Relato #historiasdelibros: Historias de juicios.

“Todo el que haya vivido este momento y diga que no le provoca miedo miente.

Su estrategia ha sido tan impecable que me ha dejado prácticamente sin margen de maniobra ni posibilidad de réplica. Miro de soslayo a mi cliente y noto su respiración ronca acompasada al latido que se ha instalado en mis sienes; es plenamente consciente de estar siendo dilapidado, incluso antes de que yo tenga la oportunidad de intervenir. Al punto se siente observado y se gira hacia mí lanzándome una mirada interrogante, suplicante.

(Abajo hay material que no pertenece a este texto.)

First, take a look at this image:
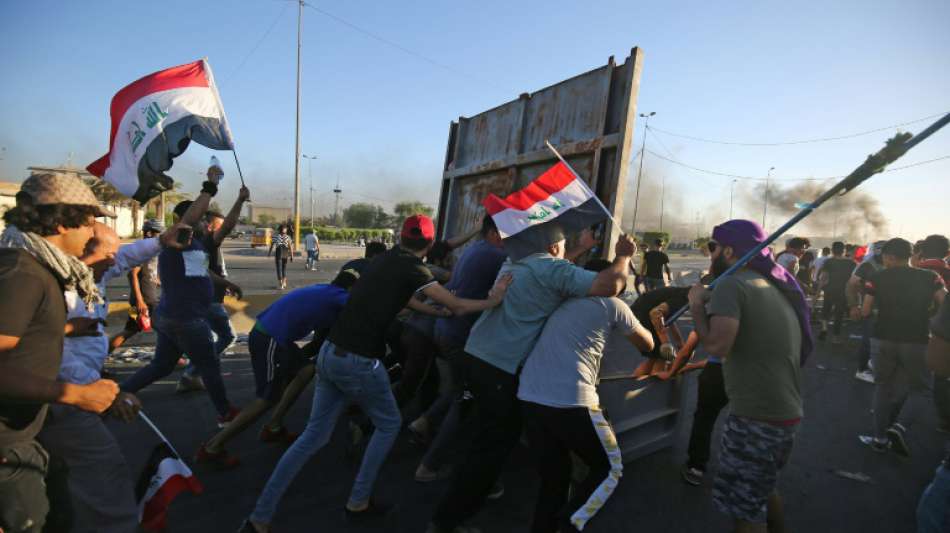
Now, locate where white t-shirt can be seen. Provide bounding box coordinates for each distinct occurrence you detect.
[303,233,320,252]
[518,297,638,408]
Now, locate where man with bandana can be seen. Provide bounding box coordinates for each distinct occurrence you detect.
[689,220,813,532]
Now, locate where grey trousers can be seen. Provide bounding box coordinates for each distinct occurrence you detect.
[37,405,138,533]
[871,338,932,439]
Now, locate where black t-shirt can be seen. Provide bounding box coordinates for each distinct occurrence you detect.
[201,233,228,303]
[329,246,435,358]
[630,287,689,357]
[865,266,943,343]
[128,256,161,307]
[0,249,66,446]
[818,257,854,294]
[643,250,670,279]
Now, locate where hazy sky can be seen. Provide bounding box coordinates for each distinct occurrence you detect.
[0,0,950,238]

Esbozo una sonrisa a modo de respuesta en un intento de concentrarme y comportarme con normalidad, pero es incontrolable el torrente de sudor en mis manos. El ritmo del juicio impone el paso inmediato al plan B. Toca improvisar.

  • Es su turno, letrada.

Mi mente conserva su lucidez y me pide salir de allí a gritos, pero mi cuerpo no le responde, siento las piernas paralizadas. Me levanto, alisándome los pliegues de la falda con aparente parsimonia. Es inútil, ya no queda tiempo. Carraspeo antes de comenzar mi discurso:

  • Con la venia Señoría, debemos mostrar antes que nada nuestro desacuerdo con las afirmaciones realizadas por el compa… “

Julia … ¡Julia! Tenemos que bajarnos en la próxima parada ¡vamos!

Sobresaltada, cierro el libro de golpe, aunque no puedo evitar acariciar la cubierta durante unos segundos; al guardarlo en el bolso lo retengo otro tanto entre mis manos con un regusto de nostalgia: me cuesta separarme de la historia encerrada en estas páginas. Termino encogiéndome de hombros y la señal luminosa del vagón de metro me advierte que he llegado a mi destino.